The campaign will run for eight weeks with the aim to reach “foodie consumers” across the UK. The campaign will see each chef champion a different cut of the grass-fed Irish beef and consumers are invited to taste and trial the dishes at both Tacos Padres and Allegra.

Fitzgerald said: “At Tacos Padre we have been using Irish beef for some time, we really love the flavour. The cows graze on grass, clover and wild herbs that are in abundance back home, they really add to the rich and creamy flavour of the final product. 

“Irish cattle are well looked after from dedicated and expert Irish farmers who care and champion grass-based farming with an ethos of farming environmentally. This approach to sustainability and the taste of Irish beef is a real win-win for myself as a food offering.”

Powell said: “I find that the quality of Irish Beef means you can use cuts that often people think are too tough for the BBQ and create something amazing. Thanks to Ireland’s grassy pastures, with animals raised properly on a unique diet of fresh herbaceous grass, Irish beef tastes so good, especially smoked over fire.”

Emma Doyle, UK category manager at the Irish Food Board, added: “We are absolutely thrilled to be partnering with two incredible chefs at the top of their game for this campaign. With totally different approaches, each of them has their own style but both share a passion for sustainably reared top-quality produce. 

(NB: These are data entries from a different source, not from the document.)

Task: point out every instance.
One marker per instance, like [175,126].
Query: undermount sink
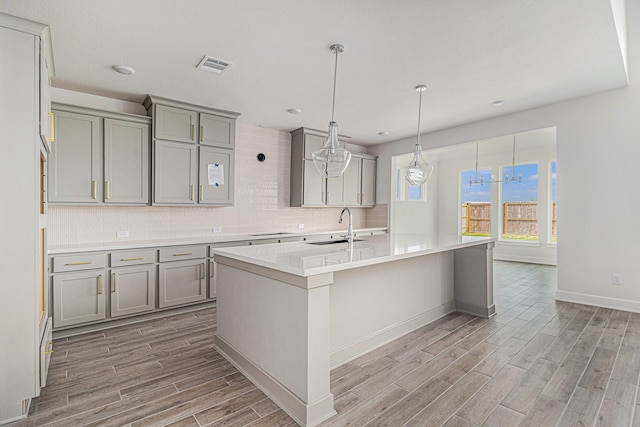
[332,242]
[269,234]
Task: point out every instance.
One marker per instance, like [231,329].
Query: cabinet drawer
[122,258]
[77,262]
[178,253]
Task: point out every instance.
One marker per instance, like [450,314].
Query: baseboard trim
[476,310]
[305,414]
[598,301]
[386,335]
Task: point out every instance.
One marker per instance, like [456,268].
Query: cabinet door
[351,187]
[181,282]
[216,130]
[174,173]
[74,162]
[311,144]
[313,186]
[368,197]
[216,176]
[175,124]
[78,298]
[133,290]
[126,162]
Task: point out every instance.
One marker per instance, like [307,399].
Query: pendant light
[332,160]
[419,170]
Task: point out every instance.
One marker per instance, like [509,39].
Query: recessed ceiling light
[124,69]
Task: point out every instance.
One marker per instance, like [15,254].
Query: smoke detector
[215,65]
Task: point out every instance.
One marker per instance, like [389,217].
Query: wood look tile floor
[538,362]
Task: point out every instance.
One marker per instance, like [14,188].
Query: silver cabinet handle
[79,263]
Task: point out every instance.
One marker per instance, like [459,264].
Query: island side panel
[282,331]
[474,280]
[373,305]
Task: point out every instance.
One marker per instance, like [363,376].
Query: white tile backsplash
[261,204]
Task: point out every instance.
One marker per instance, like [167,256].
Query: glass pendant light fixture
[332,160]
[419,170]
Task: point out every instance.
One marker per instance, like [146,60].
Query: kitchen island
[289,313]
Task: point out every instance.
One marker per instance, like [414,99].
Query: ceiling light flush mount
[332,160]
[215,65]
[419,170]
[124,69]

“With such a good handle of their craft, and deep understanding of the quality of Irish grass-fed reared beef, they have created dishes from lesser known BBQ cuts. Not only does Ireland’s sustainable grass-based farming methods deliver high standards in quality, traceability and animal welfare but also delivers great tasting beef which is of a consistently high quality and lends itself to a whole range of delicious BBQ dishes and cooking techniques no matter the cut.”